My wife and I were (are) big Whitney Houston fans (though things definitely seemed to deteriorate in the later years). And for years I thought the highlight of Whitney’s career was that chilling performance of “The Star Spangled Banner” at the 1991 Superbowl. Just leave aside legitimate concerns over nationalism and militarism for a moment to take in the performance:
I always assumed that Whitney sung this. Well she did sing it. Just not the day of the performance. Last year when I watched a biography of her life I learned that the performance had been prerecorded the day before.

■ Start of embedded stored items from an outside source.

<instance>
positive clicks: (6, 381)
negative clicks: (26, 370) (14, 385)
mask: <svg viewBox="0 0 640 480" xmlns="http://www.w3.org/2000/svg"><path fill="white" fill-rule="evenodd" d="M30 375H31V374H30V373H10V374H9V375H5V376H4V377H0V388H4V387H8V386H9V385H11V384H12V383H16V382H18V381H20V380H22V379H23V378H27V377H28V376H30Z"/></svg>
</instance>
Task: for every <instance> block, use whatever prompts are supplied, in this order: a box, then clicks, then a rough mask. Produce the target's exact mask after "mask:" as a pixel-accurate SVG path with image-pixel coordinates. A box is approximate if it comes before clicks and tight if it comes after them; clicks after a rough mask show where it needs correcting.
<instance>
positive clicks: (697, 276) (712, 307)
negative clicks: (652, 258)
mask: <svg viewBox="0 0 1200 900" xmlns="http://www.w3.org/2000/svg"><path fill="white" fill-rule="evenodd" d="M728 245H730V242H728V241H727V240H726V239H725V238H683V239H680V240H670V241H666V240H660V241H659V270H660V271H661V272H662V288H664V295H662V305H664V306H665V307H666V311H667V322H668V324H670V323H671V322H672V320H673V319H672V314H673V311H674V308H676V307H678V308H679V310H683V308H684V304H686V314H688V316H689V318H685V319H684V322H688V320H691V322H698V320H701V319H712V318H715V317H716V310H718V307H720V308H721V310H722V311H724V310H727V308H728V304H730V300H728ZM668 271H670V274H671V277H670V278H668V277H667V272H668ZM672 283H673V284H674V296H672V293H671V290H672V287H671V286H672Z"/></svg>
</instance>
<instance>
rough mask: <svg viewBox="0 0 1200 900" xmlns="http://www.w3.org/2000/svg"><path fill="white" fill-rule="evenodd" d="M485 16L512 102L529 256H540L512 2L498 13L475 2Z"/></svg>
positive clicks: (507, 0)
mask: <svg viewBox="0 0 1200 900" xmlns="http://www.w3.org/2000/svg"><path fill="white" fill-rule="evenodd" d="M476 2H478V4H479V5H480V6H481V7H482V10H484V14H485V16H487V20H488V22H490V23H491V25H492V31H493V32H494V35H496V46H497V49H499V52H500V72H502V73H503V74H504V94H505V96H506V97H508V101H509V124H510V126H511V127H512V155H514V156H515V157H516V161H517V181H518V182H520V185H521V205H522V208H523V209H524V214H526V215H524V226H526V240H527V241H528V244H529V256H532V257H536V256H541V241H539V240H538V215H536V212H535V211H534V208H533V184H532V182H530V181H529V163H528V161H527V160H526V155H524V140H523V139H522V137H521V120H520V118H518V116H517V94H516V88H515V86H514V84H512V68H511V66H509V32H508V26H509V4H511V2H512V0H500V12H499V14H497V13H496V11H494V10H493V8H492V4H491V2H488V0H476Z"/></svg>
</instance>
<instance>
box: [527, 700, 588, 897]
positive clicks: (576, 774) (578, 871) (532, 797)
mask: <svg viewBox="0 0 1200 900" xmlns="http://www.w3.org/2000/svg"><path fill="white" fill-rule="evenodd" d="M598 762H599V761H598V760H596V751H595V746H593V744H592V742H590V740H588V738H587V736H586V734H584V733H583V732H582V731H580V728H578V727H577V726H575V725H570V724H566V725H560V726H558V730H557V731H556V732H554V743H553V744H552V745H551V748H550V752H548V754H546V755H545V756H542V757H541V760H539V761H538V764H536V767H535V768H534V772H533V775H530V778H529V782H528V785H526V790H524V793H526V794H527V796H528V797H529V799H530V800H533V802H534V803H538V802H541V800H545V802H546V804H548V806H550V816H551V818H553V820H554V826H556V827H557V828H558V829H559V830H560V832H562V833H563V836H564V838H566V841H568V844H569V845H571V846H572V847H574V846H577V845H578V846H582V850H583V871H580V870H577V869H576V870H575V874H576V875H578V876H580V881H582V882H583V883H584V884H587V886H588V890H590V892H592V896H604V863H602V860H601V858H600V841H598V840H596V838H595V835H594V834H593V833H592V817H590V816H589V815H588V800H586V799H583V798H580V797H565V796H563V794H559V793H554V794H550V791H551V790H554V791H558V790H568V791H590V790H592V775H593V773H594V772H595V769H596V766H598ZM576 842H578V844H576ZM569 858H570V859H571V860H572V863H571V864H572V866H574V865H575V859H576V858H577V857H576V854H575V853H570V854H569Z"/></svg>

What most bothered me about this discovery was the nonchalant way that this fact was treated in the documentary with a sort of of course this kind of event would be prerecorded because you could hardly risk screwing up this performance.
Clearly this was intentional deception of the audience. The announcer plays into the deception by promising that Whitney will sing, not that she sang the day before and will now lip sync.
It’s still a great performance. More correctly, the recording the day before was a great performance and her lip syncing to the performance was itself a great performance. But that “compound performance” was not the live performance that the audience believed they were witnessing. And that is indeed deceptive.
I have nothing against lip syncing. Indeed, in a high school airband competition I nailed Joey McIntyre of New Kids on the Block in an unforgettable gala performance. But nobody thought I was really singing.